まず馬を射よ(玖)
入学早々に校内のイケメン男子を見つけては、見境もなくアタックしていた好色家。周りの空気を一切読まず、無謀なチャレンジを繰り返し、ことごとく失敗して、それでも諦めずに立ち上がる頑張り屋――
それがボクの花梨さんに対するイメージだ。
そんな彼女が、ようやく掴んだチャンス。
それが今日のデートだ。
キリッとした二重まぶた。
全身から漂う清潔感。
鼻筋の通った顔。
そして今流行のメガネ男子。
鈴木先輩はどれをとっても条件にピッタリ合うはずなんだ。
それなのにデートしていても全然楽しくないだって?
「もしかして、ケンカしたの?」
ボクの問いかけに、花梨さんは俯いたまま首を振る。
「じゃあ……なにか嫌なことをされた?」
首を振る。
「うーん……嫌なことを言われたとか?」
首を振る。
「あっ、強引に迫ろうとして拒否られちゃった!?」
「まだしてないもん!」
……予定はあったんだ?
「逆に、何もされないから!?」
「何が逆よ! だって、そういうことは男子がリードしなきゃいけないことでしょう?」
「えっ、そうなの!?」
「だって、ばあやが言ってたんだもん!」
また〝ばあや〟さんか。
ばあやさんは花梨さんの本当のおばあさんではなくて、鮫嶋家の使用人らしい。
ボクには〝エビフライ弁当の人〟という印象が強いんだけど。
「お店をぶらぶら歩いていても全然手を繋いでくれないし、プラネタリウムの中でもじっと座っているだけだったんだよ?」
「あー……」
……ボクたち姉弟とは対照的だったんだね。
でも、プラネタリウムって、本来はじっと座って夜空を見上げるものだと思う。
「ねえ、どうすればセンパイはカリンのことを見てくれるかな?」
「えっ!? 鈴木先輩は花梨さんのことを見てくれないの?」
「視線は向けてくれるけど……なんか小動物を見ているような目というか……」
「なにそれ!」
あ。
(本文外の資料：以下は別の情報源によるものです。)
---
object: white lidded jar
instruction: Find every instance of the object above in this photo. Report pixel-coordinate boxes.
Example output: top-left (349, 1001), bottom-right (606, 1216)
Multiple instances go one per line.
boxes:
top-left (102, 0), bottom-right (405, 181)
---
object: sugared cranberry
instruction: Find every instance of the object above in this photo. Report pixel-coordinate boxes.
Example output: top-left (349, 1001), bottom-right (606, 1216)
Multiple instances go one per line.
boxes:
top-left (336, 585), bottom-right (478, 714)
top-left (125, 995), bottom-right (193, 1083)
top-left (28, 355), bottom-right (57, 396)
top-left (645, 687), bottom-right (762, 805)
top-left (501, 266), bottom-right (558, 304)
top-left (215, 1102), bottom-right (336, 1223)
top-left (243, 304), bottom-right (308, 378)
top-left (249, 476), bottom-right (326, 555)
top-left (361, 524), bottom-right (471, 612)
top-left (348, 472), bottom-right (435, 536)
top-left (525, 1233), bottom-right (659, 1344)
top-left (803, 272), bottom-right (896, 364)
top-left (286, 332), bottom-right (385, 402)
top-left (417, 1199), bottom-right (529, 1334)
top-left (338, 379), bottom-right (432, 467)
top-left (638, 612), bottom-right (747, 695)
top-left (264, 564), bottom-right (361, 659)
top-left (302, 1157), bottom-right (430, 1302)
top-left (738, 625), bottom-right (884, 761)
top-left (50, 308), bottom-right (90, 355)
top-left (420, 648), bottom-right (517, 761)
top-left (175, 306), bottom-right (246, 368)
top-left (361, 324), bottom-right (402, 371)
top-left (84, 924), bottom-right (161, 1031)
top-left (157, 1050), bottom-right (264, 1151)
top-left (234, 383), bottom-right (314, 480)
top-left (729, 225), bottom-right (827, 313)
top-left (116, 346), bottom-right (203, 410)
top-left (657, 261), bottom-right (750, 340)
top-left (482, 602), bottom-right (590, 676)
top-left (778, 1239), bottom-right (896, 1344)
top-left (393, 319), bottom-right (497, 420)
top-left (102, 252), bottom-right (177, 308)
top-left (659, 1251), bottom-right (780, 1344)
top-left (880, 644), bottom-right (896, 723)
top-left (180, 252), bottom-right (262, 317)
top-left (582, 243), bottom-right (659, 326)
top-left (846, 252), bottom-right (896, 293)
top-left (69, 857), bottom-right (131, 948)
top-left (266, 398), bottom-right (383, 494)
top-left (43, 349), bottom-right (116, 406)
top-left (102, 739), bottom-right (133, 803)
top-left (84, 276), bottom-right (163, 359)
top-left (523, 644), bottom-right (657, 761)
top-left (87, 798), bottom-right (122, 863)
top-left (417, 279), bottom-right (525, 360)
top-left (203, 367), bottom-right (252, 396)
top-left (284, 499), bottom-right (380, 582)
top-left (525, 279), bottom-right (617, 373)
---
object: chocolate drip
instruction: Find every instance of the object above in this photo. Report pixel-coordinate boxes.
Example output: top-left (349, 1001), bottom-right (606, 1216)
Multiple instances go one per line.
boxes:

でもちょっと分かるかも。
「じゃあさ、これはどうかな。ごろにゃーんて猫みたいにすり寄っていくのは?」
「えっ……」
ボクは肩をすぼめて、花梨さんの横に立ち、
「うちの家政婦がときどきボクにやってくるんだけど、こういう感じに……ごろにゃーんって……」
肩と肩をスリスリこすりつけていく。
ふわりと甘い香りが鼻孔を刺激して、ハッとして我に返った。
「……その家政婦って人、大丈夫なの?」
ジト目を向けられて、慌てて離れるボク。
めっちゃ怒られるかと思ったけれど、花梨さんの頬はほんのり赤味を増している。
「き、喜多さんはね、恋愛マスターなんだよ! だから、ボクを練習台にしているのかも知れないね?」
「あははは、ほんと大丈夫なのー?」
ころころと笑い出した花梨さんを見て、ボクはようやく安心した。